Come da me proposto, gli interventi espongono prevalentemente orientamenti generali senza entrare in aspetti troppo specifici. Ritrovo significative convergenze con quanto anche da me espresso nella relazione introduttiva. Mi permetto di sintetizzare e riprendere, senza esplicitare le citazioni, dai diversi interventi e anche dalle conclusioni di Poletti: questa legislatura in particolare sul contrasto alla povertà ha realizzato una svolta altamente significativa rispetto alle tradizionali politiche sociali, assumendo la povertà come problema prioritario e trattandolo con interventi non solo di integrazione dei redditi, ma impegnati sull’inserimento sociale e se possibile lavorativo. Nel corso della legislazione sono state fatte molte riforme: oggi e per il futuro bisogna presidiare l’inversione di tendenza ed evitare di ritornare su logiche elettoralistiche e populistiche. REI, Dopo di noi e altre riforme in atto meritano quindi di essere particolarmente monitorate e sviluppate, in particolare nella dimensione nuova dell’accompagnamento e sostegno dei servizi alle persone e famiglie, non ridotte a categorie ma considerate come interlocutori nelle loro specificità. Su questo approccio, che dovrebbe contaminare e riqualificare gradualmente altri interventi, si gioca una grande sfida di innovazione dell’intero sistema delle politiche sociali.

 

Ancora oggi in molte parti del Paese i luoghi dell’integrazione sono in divenire o addirittura assenti. Urge quindi una ricomposizione di politiche e risorse a livello nazionale, nel sociale e con campi ad esso contigui (soprattutto lavoro, sanità, casa, immigrazione), per non proiettare sui territori strategie e azioni divaricanti, e un grande investimento nello sviluppo dei sistemi territoriali di servizi e azioni, nelle componenti sia istituzionali e pubbliche che del sociale, che solo coalizzandosi possono riuscire a rispondere alle impegnative funzioni che politiche innovate necessariamente affidano ad essi. Il terzo settore può essere letto come un grande motore di innovazione sociale in grado di rispondere ai nuovi problemi di emergenza sociale ma, come anche è stato giustamente detto, tutte le nuove forme di attuazione dei principi di solidarietà non devono mai essere utilizzate come alibi per giustificare l’arretramento dello Stato e della responsabilità collettiva nei confronti dei soggetti deboli.

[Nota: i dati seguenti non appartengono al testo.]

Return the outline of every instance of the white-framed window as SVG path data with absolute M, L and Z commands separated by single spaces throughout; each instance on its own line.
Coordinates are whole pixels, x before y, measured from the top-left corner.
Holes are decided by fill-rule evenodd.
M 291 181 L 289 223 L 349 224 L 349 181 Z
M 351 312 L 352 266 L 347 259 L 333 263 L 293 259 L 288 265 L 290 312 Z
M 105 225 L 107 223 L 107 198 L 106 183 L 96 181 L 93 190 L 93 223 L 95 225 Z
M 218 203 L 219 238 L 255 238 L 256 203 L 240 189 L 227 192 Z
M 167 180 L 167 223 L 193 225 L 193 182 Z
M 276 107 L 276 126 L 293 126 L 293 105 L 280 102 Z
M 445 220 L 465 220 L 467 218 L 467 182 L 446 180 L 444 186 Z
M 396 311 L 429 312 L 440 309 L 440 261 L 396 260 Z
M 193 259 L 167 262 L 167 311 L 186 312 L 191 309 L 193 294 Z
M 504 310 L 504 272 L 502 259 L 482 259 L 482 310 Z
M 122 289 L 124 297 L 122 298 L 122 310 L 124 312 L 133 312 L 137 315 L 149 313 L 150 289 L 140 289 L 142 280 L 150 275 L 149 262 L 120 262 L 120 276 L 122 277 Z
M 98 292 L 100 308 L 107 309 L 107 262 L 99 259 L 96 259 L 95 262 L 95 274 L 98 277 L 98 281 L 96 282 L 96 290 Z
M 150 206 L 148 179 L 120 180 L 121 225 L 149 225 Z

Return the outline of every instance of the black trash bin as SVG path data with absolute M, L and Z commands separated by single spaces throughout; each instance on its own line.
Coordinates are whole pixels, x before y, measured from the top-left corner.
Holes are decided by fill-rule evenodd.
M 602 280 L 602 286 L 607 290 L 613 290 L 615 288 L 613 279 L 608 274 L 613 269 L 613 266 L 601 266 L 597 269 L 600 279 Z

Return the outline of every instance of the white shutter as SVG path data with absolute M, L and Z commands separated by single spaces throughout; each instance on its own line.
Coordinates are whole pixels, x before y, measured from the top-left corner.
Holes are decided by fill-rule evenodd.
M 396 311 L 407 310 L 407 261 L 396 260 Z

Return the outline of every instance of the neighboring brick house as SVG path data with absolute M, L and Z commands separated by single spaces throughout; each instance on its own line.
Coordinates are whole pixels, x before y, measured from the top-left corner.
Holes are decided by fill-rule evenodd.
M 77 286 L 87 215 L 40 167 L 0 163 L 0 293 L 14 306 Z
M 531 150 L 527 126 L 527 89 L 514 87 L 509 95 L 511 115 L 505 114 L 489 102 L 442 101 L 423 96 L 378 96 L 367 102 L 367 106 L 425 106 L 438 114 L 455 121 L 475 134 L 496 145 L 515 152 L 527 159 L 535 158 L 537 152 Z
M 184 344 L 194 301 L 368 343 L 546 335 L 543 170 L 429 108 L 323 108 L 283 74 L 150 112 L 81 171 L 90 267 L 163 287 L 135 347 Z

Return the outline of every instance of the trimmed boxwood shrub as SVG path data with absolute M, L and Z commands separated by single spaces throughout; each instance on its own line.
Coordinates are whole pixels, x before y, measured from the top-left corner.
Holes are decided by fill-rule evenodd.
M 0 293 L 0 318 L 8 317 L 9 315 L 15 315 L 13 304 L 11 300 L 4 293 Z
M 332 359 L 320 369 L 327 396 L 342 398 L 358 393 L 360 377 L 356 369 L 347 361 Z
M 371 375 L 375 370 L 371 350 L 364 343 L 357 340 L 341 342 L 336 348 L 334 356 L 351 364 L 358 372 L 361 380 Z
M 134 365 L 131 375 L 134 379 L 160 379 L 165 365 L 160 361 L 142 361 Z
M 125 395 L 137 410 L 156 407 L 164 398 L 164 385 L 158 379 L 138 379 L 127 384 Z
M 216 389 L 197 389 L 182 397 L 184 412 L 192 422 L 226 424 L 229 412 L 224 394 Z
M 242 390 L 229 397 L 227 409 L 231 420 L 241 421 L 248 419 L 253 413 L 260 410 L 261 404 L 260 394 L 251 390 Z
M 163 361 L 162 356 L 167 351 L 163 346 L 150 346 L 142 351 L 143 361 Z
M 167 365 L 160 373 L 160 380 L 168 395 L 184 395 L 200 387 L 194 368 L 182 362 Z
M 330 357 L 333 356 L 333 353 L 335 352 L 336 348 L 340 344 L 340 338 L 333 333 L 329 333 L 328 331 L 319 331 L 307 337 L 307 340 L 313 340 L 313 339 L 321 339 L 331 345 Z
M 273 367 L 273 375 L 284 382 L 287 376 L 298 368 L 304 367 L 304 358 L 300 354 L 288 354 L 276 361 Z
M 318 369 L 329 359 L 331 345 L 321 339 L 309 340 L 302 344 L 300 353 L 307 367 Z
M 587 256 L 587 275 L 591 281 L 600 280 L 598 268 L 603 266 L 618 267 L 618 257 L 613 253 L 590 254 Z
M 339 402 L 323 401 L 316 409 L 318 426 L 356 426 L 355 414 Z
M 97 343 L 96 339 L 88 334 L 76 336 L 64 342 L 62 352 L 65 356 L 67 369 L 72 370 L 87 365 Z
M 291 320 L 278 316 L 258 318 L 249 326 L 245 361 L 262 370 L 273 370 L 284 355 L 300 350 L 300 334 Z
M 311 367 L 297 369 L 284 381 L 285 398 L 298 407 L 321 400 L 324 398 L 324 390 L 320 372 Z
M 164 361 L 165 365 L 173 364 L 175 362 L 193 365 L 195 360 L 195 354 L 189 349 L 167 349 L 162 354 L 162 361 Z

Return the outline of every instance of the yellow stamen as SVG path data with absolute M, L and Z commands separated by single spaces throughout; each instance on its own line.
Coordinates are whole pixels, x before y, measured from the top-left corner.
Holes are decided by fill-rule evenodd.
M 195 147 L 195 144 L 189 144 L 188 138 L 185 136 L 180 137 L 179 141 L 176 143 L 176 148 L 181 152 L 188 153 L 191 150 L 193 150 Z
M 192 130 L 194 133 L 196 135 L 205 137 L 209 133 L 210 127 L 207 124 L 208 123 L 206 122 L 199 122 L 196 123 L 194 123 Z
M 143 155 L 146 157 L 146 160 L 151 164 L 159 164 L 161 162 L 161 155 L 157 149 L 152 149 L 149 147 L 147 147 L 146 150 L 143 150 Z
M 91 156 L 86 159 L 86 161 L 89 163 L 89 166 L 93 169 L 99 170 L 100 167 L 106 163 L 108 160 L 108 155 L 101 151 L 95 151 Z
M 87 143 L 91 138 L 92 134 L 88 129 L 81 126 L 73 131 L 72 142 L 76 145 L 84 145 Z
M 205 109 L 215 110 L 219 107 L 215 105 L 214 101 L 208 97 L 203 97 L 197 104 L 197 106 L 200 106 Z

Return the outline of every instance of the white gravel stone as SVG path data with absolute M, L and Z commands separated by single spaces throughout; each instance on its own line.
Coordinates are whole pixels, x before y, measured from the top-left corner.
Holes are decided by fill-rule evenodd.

Il welfare italiano fa parti diseguali tra individui uguali e parti uguali tra individui diseguali. Questo non è equo, bisogna ripartire da qui. In Italia c’è anche l’attitudine ad aggiungere dei pezzi ma non a ridiscutere quanto fatto per renderlo più coerente. La discussione deve ricercare compattezza e condivisione, ed effettuare un grande lavoro di costruzione per far sì che nessuno possa impugnare l’idea che c’è qualcuno che vuole assalire le misure sociali, quando si vuole invece disegnare il futuro del nostro Paese su criteri di maggiore equità ed efficacia. Il nostro Paese ha bisogno di un patto di sistema: è necessario dar vita a una sorta di “costituente del welfare” che riesca a mettere in circolo un confronto vero tra gli attori istituzionali e non istituzionali, rispetto a come immaginare e costruire il passaggio da un sistema assistenziale, nato in certe condizioni che oggi non ci sono più, verso un sistema che deve rispondere ai fenomeni presenti qui ed ora. Prospettive così esigenti possono via via sostanziarsi se ancorate ai dati di realtà, a obiettivi definiti, a previsione di strumentazioni e risorse adeguate al loro effettivo perseguimento su tutti i territori.

 

Molti interventi nella tavola rotonda convergono sull’importanza prioritaria dello sviluppo dei sistemi di servizi territoriali. Ne cito alcuni, per evidenziarne la convergenza sul tema: la prossima legislatura si dovrà concentrare sull’infrastruttura dei servizi, ancor prima che sulle misure; si rischia di avere misure importanti con risorse economiche dedicate, ma di non avere la possibilità di arrivare veramente alle persone attraverso i servizi sul territorio e le professionalità; è innanzitutto necessario dotarsi in tutto il Paese di una solida infrastruttura dei servizi; la priorità è l’infrastrutturazione dei servizi in termini di qualità e quantità: in Italia, è stato osservato, vi sono 21 sistemi di welfare con modalità di presa in carico diverse e con professionalità svariate. L’osservazione della realtà attuale, letta assumendo criteri di equità e di efficacia, richiamano il tema dei livelli essenziali, da sostanziare in termini di adeguatezza di risorse organizzative, professionali, economiche e di appropriatezza di interventi per assicurare effettive coperture ai bisogni considerati ed effettivi sostegni promozionali per ridurne o superarne i condizionamenti sulla vita delle persone.

 

Cambiamenti significativi richiedono tempo, pazienza, perseveranza e aggiustamenti continui: si impara facendo, e aggiustando il tiro via via. Il monitoraggio e poi la valutazione sono essenziali, purché non impostati su traguardi impropri e fuorvianti. Condivido quindi quanto in un intervento è stato detto: se ad esempio volessimo giudicare la validità del REI essenzialmente su quanti beneficiari inserisce stabilmente nel mondo del lavoro, faremmo un’operazione impropria perché la sua finalità primaria, sulla quale va valutato, è alleviare la condizione di vita delle famiglie povere. I processi di inserimento sociale e lavorativo sono certamente rilevanti e da promuovere, ma non possono essere assunti come criteri determinanti di giudizio sul REI. Bisogna vigilare perché il nostro Paese ha attitudine a decretare il fallimento di una cosa ancora prima che la cosa abbia inizio. Per fare le cose serve del tempo, soprattutto se bisogna attivare una rete larga o costruire un’infrastruttura, una cultura, un’attitudine.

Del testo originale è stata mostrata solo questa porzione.